Application sophrologique
Au cours de la relaxation sophrologique, ma conscience traverse un espace bien particulier, celui de mon corps propre. Cela se fait par étapes, une région du corps après l’autre : en commençant par la tête, je relâche successivement tous les muscles de mon visage, puis je prends conscience de l’ensemble de mon visage détendu. Et je procède de même pour chaque région corporelle, jusqu’à atteindre le bord du sommeil. Cette technique classique de relaxation nous fait traverser mentalement notre corps musculaire, en faisant abstraction des autres niveaux corporels. Une expérience intéressante consiste à compléter cette relaxation musculaire (niveau moyen) par une prise de conscience de l’épiderme (niveau superficiel) et de l’ossature (niveau profond) : pour mieux ressentir le niveau épidermique, on imaginera qu’une brise légère caresse le visage, puis les autres parties du corps. Pour mieux ressentir le niveau osseux, on visualisera les os en les imaginant vivants.
En RDII, c’est aussi avec mes mains que je traverse mon visage en m’arrêtant successivement au niveau des yeux, du nez, des oreilles et de la bouche, pour mieux en vivre la sensorialité. Notons cette particularité qu’a le corps de pouvoir en quelque sorte se traverser lui-même – en fait, c’est une partie du corps (les mains) qui en traverse une autre (le visage) par le toucher. Et ce toucher interagit avec le sens de la perception sollicité : lorsque mes doigts exercent une légère pression sur mes paupières fermées, mes sensations visuelles varient aussi en fonction de ce toucher ; lorsque je mets mes mains en conque sur mes oreilles, mes sensations auditives varient en fonction de la position exacte de mes mains ; lorsque je mets mes doigts sous mon nez, l’odeur que je perçois varie en fonction du contact (effectif ou non) entre mes doigts et mon nez ; lorsque je lèche mes doigts, le goût salé pourra varier légèrement selon le doigt concerné.
Traverser son propre corps, c’est traverser un espace des possibles : des sensations possibles, et des émotions qu’elles peuvent susciter.

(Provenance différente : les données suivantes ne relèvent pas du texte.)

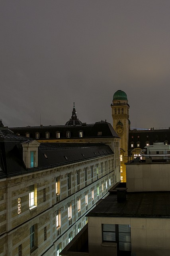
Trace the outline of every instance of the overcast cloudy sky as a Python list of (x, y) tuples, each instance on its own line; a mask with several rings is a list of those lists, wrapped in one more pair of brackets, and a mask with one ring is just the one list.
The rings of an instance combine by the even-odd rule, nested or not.
[(1, 0), (0, 119), (64, 124), (75, 102), (107, 119), (118, 90), (131, 127), (170, 126), (169, 0)]

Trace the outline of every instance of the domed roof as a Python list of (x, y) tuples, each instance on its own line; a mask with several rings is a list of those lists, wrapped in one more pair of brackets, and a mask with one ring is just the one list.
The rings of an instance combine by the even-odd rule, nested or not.
[(118, 91), (114, 94), (113, 99), (113, 100), (127, 100), (127, 95), (126, 95), (126, 93), (125, 93), (125, 92), (123, 92), (123, 91), (118, 90)]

2. Traverser des obstacles
Parmi les obstacles que nous rencontrons, certains nous sont extérieurs, d’autres intérieurs. Les obstacles extérieurs ne dépendent pas de nous, qu’ils soient d’ordre matériel (naturels ou artificiels) ou temporel (contretemps, écarts temporels, dyschronies). Les obstacles intérieurs, eux, sont mentaux – cognitifs (difficultés intellectuelles) ou psychologiques (préjugés, contrariétés, contraintes).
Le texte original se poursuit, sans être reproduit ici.